Zamanın ruhu insanlığı ‘sil baştan’ yapmaya zorluyor. Ancak söz konusu zorlamanın doğal ya da yapay oluşu da türümüzün kaderinin nasıl şekilleneceğini hakkında bize bir ipucu veriyor. Sıfırlama kavramı, tam da bu noktada devreye giriyor. Görünüşe göre önemli bir kesim, hayal dünyasında yaşadığını yeni yeni fark ediyor. Tüketmeye endekslenmiş kitleler, yaptıkları her eylemin özgür iradesi olduğu zannından yavaşça sıyırılıyor. Büyük sıfırlama denilen sürecin insan tekamülünü mü yoksa sonunu mu kastettiği belirsizliğini koruyor.

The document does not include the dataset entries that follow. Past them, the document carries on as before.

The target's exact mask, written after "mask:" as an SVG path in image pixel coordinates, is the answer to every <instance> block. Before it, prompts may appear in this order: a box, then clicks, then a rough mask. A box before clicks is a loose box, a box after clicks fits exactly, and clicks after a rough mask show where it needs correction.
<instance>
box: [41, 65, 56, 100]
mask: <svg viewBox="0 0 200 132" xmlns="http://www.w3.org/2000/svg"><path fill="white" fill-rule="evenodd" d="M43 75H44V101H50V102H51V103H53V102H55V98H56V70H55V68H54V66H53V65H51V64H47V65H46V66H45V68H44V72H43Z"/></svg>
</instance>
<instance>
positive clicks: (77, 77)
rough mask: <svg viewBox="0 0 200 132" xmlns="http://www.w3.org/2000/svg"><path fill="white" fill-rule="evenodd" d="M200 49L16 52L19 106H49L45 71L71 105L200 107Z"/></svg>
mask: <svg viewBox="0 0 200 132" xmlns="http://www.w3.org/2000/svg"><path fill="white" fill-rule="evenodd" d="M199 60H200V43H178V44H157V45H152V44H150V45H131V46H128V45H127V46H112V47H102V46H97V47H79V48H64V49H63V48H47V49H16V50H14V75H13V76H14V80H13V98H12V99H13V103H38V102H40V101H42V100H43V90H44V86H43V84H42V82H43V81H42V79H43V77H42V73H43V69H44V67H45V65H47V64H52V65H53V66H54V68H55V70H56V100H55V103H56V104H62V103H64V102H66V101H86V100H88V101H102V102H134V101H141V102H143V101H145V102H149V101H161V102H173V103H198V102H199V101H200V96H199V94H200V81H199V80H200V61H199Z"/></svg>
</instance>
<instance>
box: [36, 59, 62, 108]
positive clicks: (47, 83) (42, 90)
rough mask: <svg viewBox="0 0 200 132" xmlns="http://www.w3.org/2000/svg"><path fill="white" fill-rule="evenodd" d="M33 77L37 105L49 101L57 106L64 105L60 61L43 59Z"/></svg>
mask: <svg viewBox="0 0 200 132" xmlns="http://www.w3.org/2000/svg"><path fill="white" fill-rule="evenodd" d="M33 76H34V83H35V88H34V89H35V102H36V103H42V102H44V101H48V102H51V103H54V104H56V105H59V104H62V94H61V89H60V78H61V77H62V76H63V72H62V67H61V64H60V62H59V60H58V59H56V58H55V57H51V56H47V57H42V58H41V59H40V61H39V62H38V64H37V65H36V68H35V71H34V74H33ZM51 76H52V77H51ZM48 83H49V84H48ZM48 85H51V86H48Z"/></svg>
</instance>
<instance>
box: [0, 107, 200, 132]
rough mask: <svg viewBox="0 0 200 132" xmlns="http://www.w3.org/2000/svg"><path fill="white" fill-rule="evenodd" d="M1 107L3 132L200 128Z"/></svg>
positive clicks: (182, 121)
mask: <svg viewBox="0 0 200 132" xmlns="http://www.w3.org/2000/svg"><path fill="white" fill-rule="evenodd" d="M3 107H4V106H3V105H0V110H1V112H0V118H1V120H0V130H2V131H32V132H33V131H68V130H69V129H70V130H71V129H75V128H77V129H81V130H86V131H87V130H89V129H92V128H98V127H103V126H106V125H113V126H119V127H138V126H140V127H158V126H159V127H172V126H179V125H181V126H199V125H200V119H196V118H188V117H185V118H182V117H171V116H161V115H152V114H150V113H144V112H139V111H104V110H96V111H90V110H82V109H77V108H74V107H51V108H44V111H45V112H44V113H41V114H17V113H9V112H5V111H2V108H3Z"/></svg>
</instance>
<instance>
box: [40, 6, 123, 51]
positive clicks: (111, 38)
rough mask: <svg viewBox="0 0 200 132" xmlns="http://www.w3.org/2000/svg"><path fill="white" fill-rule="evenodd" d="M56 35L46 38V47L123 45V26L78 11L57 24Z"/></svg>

Son 1 senede yaşananların kökenlerinin salgınla bağlantısı, sanıldığı kadar güçlü olmayabilir. Bazı ekonomistler virüsün küreselleşmesini, neo-liberal ekonominin yıkıcılığıyla açıklıyor. Üstelik endüstri 4.0 aşaması üretimde insana olan ihtiyacı ciddi oranda azaltıyor. Bu nedenle bazı iktisatçılar ileri giderek aç gözlü patronların insanlığı tehdit eden kötü planları olduğunu öne sürüyor. Zira kötümser iktisatçılara göre pandemi, bu kurguda kaldıraç görevi üstleniyor. Sözün kısası 2020’de yaşanan kaos, aslında var olmayan ‘Amerikan rüyası’ndan uyanışı da temsil etmesi de çok olası. Bu yönüyle büyük sıfırlama ulaşılan hedeflerin önemini yitirmesinden, yeni düzenin kurulduğu bir başlangıca aynı zamanda operasyonel değerine bakılarak insan nüfusu azaltma şüphesine değin anlamlar içeriyor olabilir.

Sıradaki senaryo…

2021 ve sonrası için olağanüstü günler bir mühlet daha yakamızı bırakmayacağa benzer. Kim bilir kimlik siyaseti yerine sınıf mücadelesini ya da bireysellikten çok toplumsallığı daha sık merkeze alırız. Benimsetilen değerlerin sürdürülebilir olmadığı kabak gibi ortaya çıktı. Saadet zinciri eskisi gibi devam etmeyecek. 2008 krizi ile başlayan yıkımın hasar tespitini yapılmaya devam edilecek. Arz ve talebin törpülendiğini ve yerel üretimlerin yükselişine şahit olacağız. Gıda güvenliği, iklim krizi ve sürdürülebilir üretimin yanı sıra ülkeler, endüstri 4.0’ın işsiz bıraktığı yığınlarla yüzleşecekler. Bildiğimiz vatandaşlık kurgusunun da başkalaşımı söz konusu olan. Time dergisi boşuna “büyük sıfırlama” kapağı ile çıkmadı. 2020 küresel güçler tarafından yeni milat olarak seçildi. Şimdi ise milattan sonra birinci senedeyiz.